The awareness week is backed by Resolve members, HM Government, Local Government Association, and key partners including the National Police Chiefs’ Council, National Fire Chiefs’ Council, Historic England, Neighbourhood Watch, the Premier League Charitable Fund, Association of Police and Crime Commissioners and others.
ASB Awareness Week 2025 highlights the impact that ASB has on victims and communities, raises awareness of the support available to victims, and promotes partnership working, bringing together councils, housing associations, police, charities, youth organisations and community groups, reflective of the fact that everyone has a role in tackling ASB.
Assistant Chief Constable Glen Mayhew QPM said: “Devon & Cornwall Police recognises the disruption and even fear that ASB can bring to communities, and we have taken a partnership-based approach to tackling this to make people feel safer.
“We work with Community Safety Partnerships, housing authorities and other agencies and focus our activity through our Neighbourhood Teams who have the best understanding of their communities and where the most troublesome areas are that we can concentrate our activities on. Visible policing in “Hot Spot” areas of ASB helps to stop ASB escalating and gains the trust of our communities.”
Recent research from YouGov, commissioned by Resolve, found that:
- Nearly 1 in 5 people have considered moving home due to ASB.
- 1 in 10 have actually moved.
- Despite this, over half of those who experienced or witnessed ASB did not report it.
ACC Mayhew continued “Everyone deserves to feel safe in their home and their neighbourhood, and the public are our strongest partners in this. If ASB is blighting your community, please report it.
“There is a convenient online form to report ASB on the front page of our website, you’ll find it by clicking the ‘Report’ button. You can call 101 or drop into one of our Police Enquiry Offices. To receive reports of what’s happening in your community, and message back to us, I would also encourage you to subscribe for free to our community messaging service Devon & Cornwall Alert. The more community information we receive the better we can allocate our resources.”

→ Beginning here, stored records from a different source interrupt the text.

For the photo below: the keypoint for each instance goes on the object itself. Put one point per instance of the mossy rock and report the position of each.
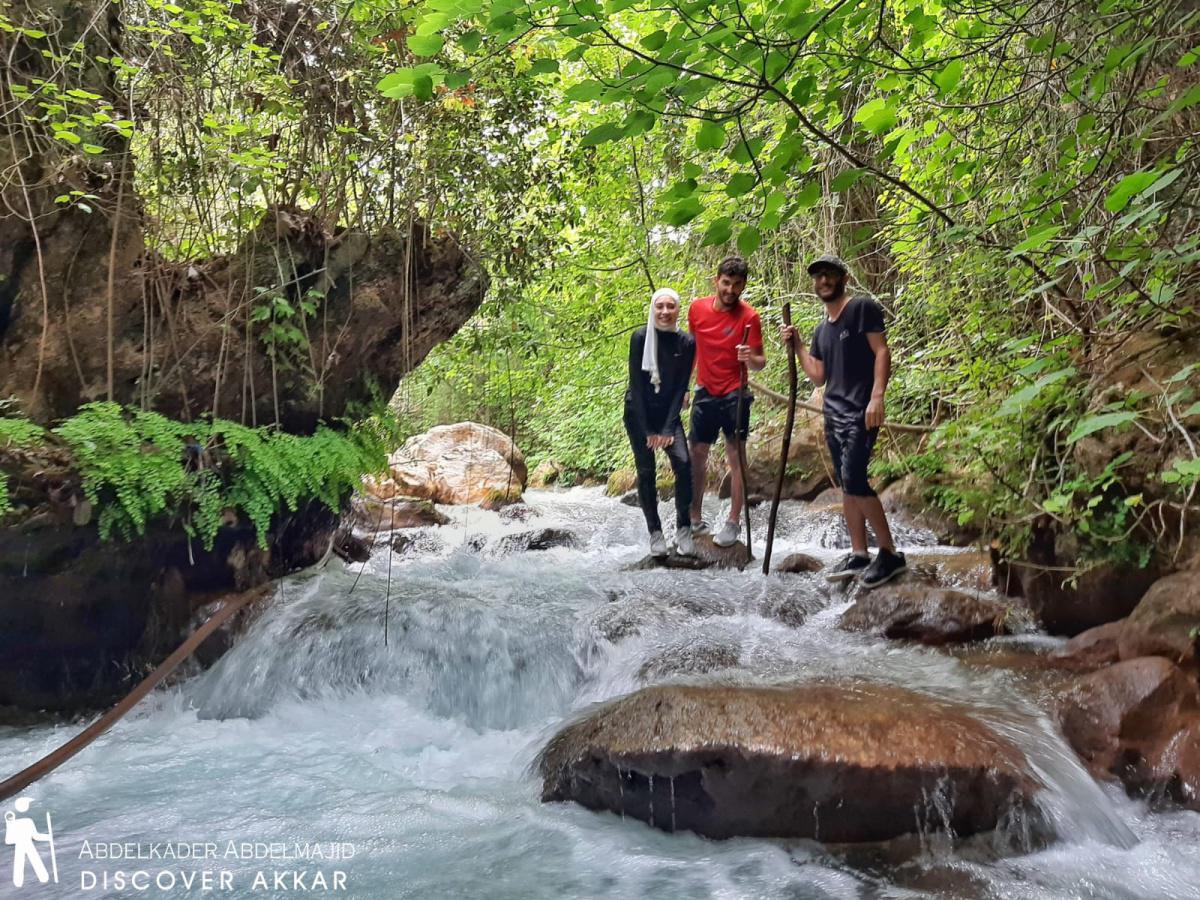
(621, 481)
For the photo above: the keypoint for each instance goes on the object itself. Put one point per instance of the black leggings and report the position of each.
(647, 477)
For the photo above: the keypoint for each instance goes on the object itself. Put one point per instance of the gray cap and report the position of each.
(831, 261)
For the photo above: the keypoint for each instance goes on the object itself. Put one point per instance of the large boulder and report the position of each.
(1167, 621)
(1138, 720)
(1065, 603)
(455, 465)
(371, 515)
(833, 762)
(925, 613)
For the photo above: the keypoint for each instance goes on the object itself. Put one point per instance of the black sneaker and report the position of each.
(886, 567)
(847, 568)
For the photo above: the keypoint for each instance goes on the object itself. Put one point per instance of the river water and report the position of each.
(411, 759)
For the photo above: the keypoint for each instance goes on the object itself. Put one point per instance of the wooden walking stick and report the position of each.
(742, 449)
(787, 443)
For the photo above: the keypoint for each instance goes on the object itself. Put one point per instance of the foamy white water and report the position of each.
(415, 756)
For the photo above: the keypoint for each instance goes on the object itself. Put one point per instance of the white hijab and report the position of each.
(651, 352)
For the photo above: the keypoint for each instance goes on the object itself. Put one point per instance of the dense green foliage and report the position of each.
(1017, 184)
(138, 466)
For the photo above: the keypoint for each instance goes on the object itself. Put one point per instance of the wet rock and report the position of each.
(798, 563)
(708, 556)
(971, 570)
(1102, 594)
(540, 539)
(690, 659)
(545, 473)
(621, 481)
(370, 515)
(1091, 649)
(907, 501)
(1139, 720)
(412, 544)
(832, 762)
(517, 513)
(457, 463)
(1167, 622)
(929, 615)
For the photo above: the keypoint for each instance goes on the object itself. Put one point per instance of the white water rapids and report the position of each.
(417, 755)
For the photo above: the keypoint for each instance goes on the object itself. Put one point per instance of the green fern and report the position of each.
(139, 466)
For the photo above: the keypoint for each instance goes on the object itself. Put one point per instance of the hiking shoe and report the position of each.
(684, 544)
(658, 545)
(729, 534)
(847, 568)
(886, 567)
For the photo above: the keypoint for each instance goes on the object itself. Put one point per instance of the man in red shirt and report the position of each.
(717, 323)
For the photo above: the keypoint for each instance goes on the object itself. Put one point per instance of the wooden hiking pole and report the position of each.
(787, 442)
(742, 449)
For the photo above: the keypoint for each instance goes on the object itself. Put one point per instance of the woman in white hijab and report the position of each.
(660, 359)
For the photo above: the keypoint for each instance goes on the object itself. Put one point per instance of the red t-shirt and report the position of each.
(718, 333)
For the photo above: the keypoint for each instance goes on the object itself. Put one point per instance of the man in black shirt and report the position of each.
(850, 357)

Neighbourhood policing teams have a number of tools that they can use to tackle ASB. These include Community Protection Warnings, Community Protection Notices, Criminal Behaviour Orders, Civil Injunctions, Closure Orders, Public Spaces Protection Orders and Dispersal powers
ACC Mayhew added: “We are listening to our communities and we do our best to act on intelligence received. We have carried out several closure orders and applied other powers recently, information on the outcome of some of those can be found in the News section of our website.”
Examples of recent activity include:
- Closure order at business in Camborne puts a halt to relentless antisocial behaviour
- Closure orders put a stop to drug dealing, violence and antisocial behaviour, Bude
- Public Space Protection Orders put in place to tackle anti-social behaviour in West Devon
Rebecca Bryant OBE, Chief Executive of Resolve, said:
“ASB is not low-level. It can have a devastating and long-lasting impact on individuals and communities and often escalates to increasingly harmful behaviour.
“We are delighted that Devon & Cornwall Police is backing this vital campaign. It is only through strong local partnerships that we can meet the growing challenge of ASB and ensure people feel safe where they live.”
If you are affected by ASB, don’t suffer in silence—help and support are available.